Section 215 of the Revenue Act of 1918 provides:

That in computing net income no deduction shall in any case be allowed In respect of—
*******
(d) Premiums paid on any life insurance policy covering the life of any officer or employee, or of any person financially interested in any trade or business carried on by the taxpayer, when the taxpayer is directly or indirectly a beneficiary under such policy.

*289In a similar case, Williamson Veneer Co., 10 B. T. A. 1259, we stated:

The insurance involved here was upon the life of petitioner’s president and in our opinion the petitioner was indirectly a beneficiary during the time the policies were being used as collateral to its loan. It was because of this assignment and pledge to the bank that petitioner was enabled to obtain credit and funds for the operation of its business, which it sorely needed. The respondent did not err in refusing the deductions claimed for the years in question.

See also Ruth v. Heiner, 20 Fed. (2d) 208.

In the instant preceeding we must affirm the holding of the respondent.

(4) The evidence discloses that in 1920 and 1921 Hewett owned 76.6 per cent of stock of the Escanaba Company and that his wife owned 23.2 per cent in 1920 and 1921.

In 1920 and 1921 Hewett owned 56½ per cent of stock of the Manistique corporation and his wife owned 33½ per cent.

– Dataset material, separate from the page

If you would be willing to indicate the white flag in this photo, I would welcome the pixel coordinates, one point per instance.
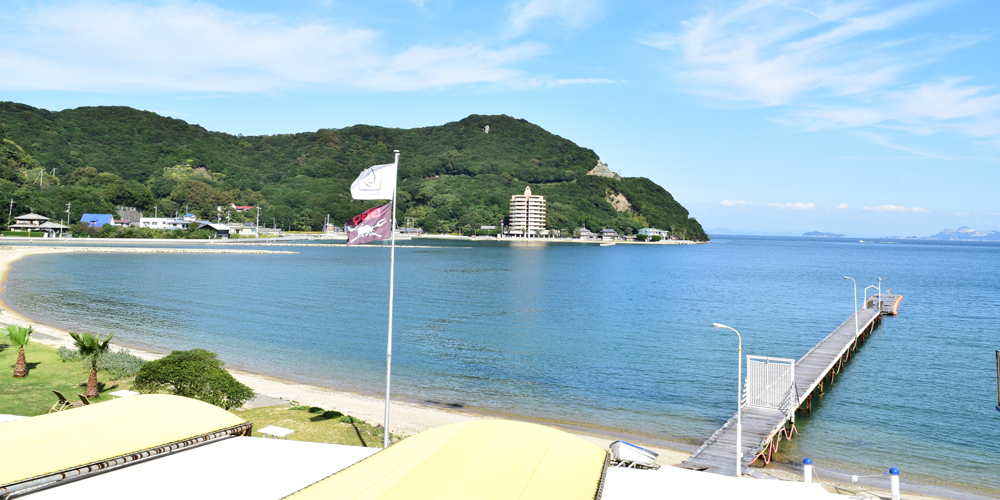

In 1920 and 1921, Hewett owned 56½ per cent of stock in the corporation at Sanlt Ste. Marie, and his wife owned 33½ per cent.

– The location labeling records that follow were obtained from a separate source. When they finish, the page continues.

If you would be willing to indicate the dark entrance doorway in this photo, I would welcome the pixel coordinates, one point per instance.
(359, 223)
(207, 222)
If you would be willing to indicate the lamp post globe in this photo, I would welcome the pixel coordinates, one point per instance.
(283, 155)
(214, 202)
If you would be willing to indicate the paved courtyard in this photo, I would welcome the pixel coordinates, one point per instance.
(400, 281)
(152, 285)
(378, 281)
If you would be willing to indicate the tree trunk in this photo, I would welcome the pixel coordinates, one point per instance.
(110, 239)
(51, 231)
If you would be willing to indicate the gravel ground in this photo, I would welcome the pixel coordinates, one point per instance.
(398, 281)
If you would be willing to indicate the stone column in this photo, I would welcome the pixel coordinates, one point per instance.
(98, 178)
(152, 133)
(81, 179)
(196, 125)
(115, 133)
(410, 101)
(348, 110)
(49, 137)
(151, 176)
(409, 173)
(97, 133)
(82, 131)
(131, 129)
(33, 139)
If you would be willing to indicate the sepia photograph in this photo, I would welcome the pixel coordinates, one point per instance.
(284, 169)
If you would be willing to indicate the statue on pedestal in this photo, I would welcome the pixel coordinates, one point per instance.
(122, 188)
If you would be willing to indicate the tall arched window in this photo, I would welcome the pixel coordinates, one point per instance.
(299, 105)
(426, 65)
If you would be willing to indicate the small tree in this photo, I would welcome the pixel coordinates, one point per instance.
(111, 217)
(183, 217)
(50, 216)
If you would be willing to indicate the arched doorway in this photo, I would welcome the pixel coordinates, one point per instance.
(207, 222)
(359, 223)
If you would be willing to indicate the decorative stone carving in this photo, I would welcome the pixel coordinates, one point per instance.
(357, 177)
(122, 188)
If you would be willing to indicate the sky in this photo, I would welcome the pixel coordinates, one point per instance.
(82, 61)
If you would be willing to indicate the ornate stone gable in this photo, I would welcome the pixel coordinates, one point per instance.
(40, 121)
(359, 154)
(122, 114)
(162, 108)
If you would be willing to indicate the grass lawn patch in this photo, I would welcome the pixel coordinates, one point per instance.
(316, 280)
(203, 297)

In 1920 and 1921, Hewett owned 61½ per cent of the stock of the Iron River corporation and his wife owned 33½ per cent.

In 1920 and 1921, Hewett owned 54¾ per cent of the stock in the Ishpeming Company and his wife owned 25 per cent.

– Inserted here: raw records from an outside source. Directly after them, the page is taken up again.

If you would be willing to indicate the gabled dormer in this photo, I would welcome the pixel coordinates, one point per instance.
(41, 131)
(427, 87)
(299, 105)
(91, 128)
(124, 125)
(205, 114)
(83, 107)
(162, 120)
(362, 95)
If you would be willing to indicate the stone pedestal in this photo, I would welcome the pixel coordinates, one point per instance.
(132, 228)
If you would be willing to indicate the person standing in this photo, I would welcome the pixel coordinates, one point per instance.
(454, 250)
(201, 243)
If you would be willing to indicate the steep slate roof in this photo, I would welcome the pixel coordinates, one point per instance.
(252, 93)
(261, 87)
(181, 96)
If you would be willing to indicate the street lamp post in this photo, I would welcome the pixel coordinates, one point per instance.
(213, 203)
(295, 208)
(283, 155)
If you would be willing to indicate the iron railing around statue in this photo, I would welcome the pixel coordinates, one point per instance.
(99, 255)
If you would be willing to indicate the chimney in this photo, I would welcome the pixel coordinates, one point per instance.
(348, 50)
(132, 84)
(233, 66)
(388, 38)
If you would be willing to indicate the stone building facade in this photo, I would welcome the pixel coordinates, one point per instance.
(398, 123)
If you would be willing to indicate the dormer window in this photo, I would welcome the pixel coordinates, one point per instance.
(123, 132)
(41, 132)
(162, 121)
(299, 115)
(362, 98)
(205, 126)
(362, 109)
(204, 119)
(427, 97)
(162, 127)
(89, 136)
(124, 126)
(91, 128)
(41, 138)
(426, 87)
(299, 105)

Section 240 (b) of the Revenue Act of 1918 and section 240 (c) of the Revenue Act of 1921 provide:

For the purpose of this section two or more domestic corporations shall be deemed to be affiliated (1) if one corporation owns directly or controls through closely affiliated interests or by a nominee or nominees substantially all the stock of the other or others, or (2) if substantially all the stock of two or more corporations is owned or controlled by the same interests.

All of the stock was issued to Hewett at the organization of the corporations and he caused some of the stock to be transferred to others. Hewett sold stock to the managers and assistant managers of the various corporations. Four of them paid for this stock in full and two purchased under a working arrangement and gave Hewett notes. Under this arrangement Hewett had the right to have the stock returned to him whenever the purchaser severed his connections with the corporations, or whenever Hewitt desired, upon his returning the amounts paid by the purchaser. The stock was left with Hewett as security for payment of the notes. Three of those who paid in full for their stock, left the corporation and returned the stock to Hewett in accordance with a previous agreement. No evidence was introduced as to the other person who paid *290in full, but we assume that he purchased under some similar agreement with Hewett.

We conclude that Hewett and his wife constituted the same interest that controlled substantially all the stock of the various corporations here involved. We hold that the corporations were affiliated during the years 1920 and 1921.

Reviewed by the Board.

Judgment will be entered under Rule 50.